I recently revamped my graphics-drawingcombinators module to have a handsome denotational semantics. I may write a post going into full detail later, but the executive summary is that *Image a = R ^{2} → (Color, a)*. Due to TCM, I get semantics for Image’s Functor instance from this, and if Color is a monoid I get the semantics for the Applicative and Monoid instances as well. OpenGL combines colors by alpha blending, so I happily defined my monoid instance as alpha blending:

mempty = Color 0 0 0 0 mappend c@(Color _ _ _ a) c' = a*c + (1-a)*c'

It doesn’t take a genius to see that this violates two of the three monoid laws (the only one it satisfies is left unit: `mempty `mappend` x = x`). This is embarrassing. My new rigorous denotational semantics has a pretty awesome flaw.

To make this right, let’s redefine Color not as something which is drawn, but as a transformation on alpha-free colors. I do this because functions make great monoids: composition is always associative and identity is always a unit. But it’s not just any function, it’s an alpha blending function. So we say that *f* is a “Color” if there exists constants *a* and *x* such that *f(c) = a x + (1-a) c*, which I will write as *f = [a; x]*. Here *a* is a scalar and *x* is another alpha-free color like *c*. We would really like it if the composition of two Colors were also a Color. Let’s try:

f(g(c)) = [fa;fx]([ga;gx](c)) = fa fx + (1 - fa) ([ga;gx](c)) = fa fx + (1 - fa) (ga gx + (1 - ga) c) = fa fx + (1 - fa) ga gx + (1 - fa) (1 - ga) c = fa fx + (1 - fa) ga gx + (1 - fa - ga + fa ga) c = (fa fx + (1 - fa) ga gx) + (1 - (fa + ga - fa ga)) c

It looks like the “alpha” of our composition is *(fa + ga – fa ga)*. Let’s call this *a’*. Now we have to get the left side of the addition into the form *a’ r* for some r. Let’s just hack it: multiply and divide^{1} by *a’*.
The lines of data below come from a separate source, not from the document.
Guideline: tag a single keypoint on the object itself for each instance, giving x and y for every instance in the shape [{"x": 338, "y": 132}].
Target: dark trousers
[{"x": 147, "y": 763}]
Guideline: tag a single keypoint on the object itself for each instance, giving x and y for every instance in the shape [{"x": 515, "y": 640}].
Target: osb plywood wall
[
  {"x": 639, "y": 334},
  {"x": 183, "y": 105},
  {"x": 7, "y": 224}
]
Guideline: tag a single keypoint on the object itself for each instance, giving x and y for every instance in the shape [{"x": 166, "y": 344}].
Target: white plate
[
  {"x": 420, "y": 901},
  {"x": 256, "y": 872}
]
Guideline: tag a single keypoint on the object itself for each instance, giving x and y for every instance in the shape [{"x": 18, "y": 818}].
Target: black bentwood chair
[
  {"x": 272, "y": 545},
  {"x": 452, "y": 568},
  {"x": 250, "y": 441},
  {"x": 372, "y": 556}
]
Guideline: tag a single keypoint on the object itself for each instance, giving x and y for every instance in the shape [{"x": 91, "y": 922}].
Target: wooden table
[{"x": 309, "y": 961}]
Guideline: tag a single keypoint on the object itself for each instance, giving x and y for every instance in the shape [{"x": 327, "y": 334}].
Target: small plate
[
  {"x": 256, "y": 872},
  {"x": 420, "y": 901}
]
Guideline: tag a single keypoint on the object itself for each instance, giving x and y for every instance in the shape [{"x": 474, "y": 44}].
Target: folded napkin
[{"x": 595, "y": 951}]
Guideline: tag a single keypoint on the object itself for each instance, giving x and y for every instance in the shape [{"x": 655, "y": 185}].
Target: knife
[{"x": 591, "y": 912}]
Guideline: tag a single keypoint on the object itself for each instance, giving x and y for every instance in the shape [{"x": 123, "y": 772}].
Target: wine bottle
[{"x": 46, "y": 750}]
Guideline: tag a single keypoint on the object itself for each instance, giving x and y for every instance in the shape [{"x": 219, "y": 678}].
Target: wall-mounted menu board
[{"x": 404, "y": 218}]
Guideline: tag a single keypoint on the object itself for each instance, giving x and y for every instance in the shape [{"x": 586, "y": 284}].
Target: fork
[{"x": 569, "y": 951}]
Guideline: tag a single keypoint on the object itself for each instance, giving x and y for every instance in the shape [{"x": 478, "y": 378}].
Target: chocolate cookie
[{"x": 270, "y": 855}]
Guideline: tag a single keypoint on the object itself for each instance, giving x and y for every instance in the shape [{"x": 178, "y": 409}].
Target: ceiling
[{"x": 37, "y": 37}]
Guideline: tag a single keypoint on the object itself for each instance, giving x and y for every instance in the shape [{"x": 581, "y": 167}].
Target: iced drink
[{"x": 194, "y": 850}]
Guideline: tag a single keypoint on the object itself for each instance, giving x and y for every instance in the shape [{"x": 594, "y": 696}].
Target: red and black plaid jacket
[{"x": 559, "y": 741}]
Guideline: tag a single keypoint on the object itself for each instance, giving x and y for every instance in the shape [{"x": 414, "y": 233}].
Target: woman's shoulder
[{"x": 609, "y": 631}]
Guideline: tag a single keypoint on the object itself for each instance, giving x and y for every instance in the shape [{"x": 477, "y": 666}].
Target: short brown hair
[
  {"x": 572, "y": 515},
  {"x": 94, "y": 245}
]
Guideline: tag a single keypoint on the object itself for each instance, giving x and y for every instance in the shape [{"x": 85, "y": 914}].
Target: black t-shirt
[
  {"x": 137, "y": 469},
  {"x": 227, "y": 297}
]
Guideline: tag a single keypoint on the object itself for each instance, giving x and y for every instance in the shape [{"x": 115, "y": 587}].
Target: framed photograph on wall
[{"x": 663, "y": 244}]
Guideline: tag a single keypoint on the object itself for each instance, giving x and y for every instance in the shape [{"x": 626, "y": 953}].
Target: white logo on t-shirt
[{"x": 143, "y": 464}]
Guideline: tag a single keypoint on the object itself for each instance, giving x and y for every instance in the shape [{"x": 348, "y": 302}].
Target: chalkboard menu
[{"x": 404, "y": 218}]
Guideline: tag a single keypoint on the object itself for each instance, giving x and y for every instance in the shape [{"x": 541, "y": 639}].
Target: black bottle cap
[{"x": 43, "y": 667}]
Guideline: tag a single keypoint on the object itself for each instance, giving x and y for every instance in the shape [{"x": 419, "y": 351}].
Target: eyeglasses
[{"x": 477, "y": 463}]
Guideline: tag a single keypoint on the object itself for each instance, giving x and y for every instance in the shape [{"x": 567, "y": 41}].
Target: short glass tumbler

= a' (fa fx + (1 - fa) ga gx) / a' + (1 - a') c

And then we can read off the answer:

[fa;fx] . [ga;gx] = [a' ; (fa fx + (1 - fa) ga gx) / a'] where a' = fa + ga - fa ga

For the identity, we need:

a x + (1 - a) c = c

Which is satisfied for *a = 0* with *x = * anything, so we can use [0,0].

Because we derived this from composition and identity, the laws *must* hold. The mathematically untrusting may wish to check this.

And there you have it: my new Color monoid which actually satisfies the laws. This is *the* way to compose alpha-blended colors — it reflects what happens if you draw one after the other, blending as you go. This is the math that pre-blends any segment of that sequence.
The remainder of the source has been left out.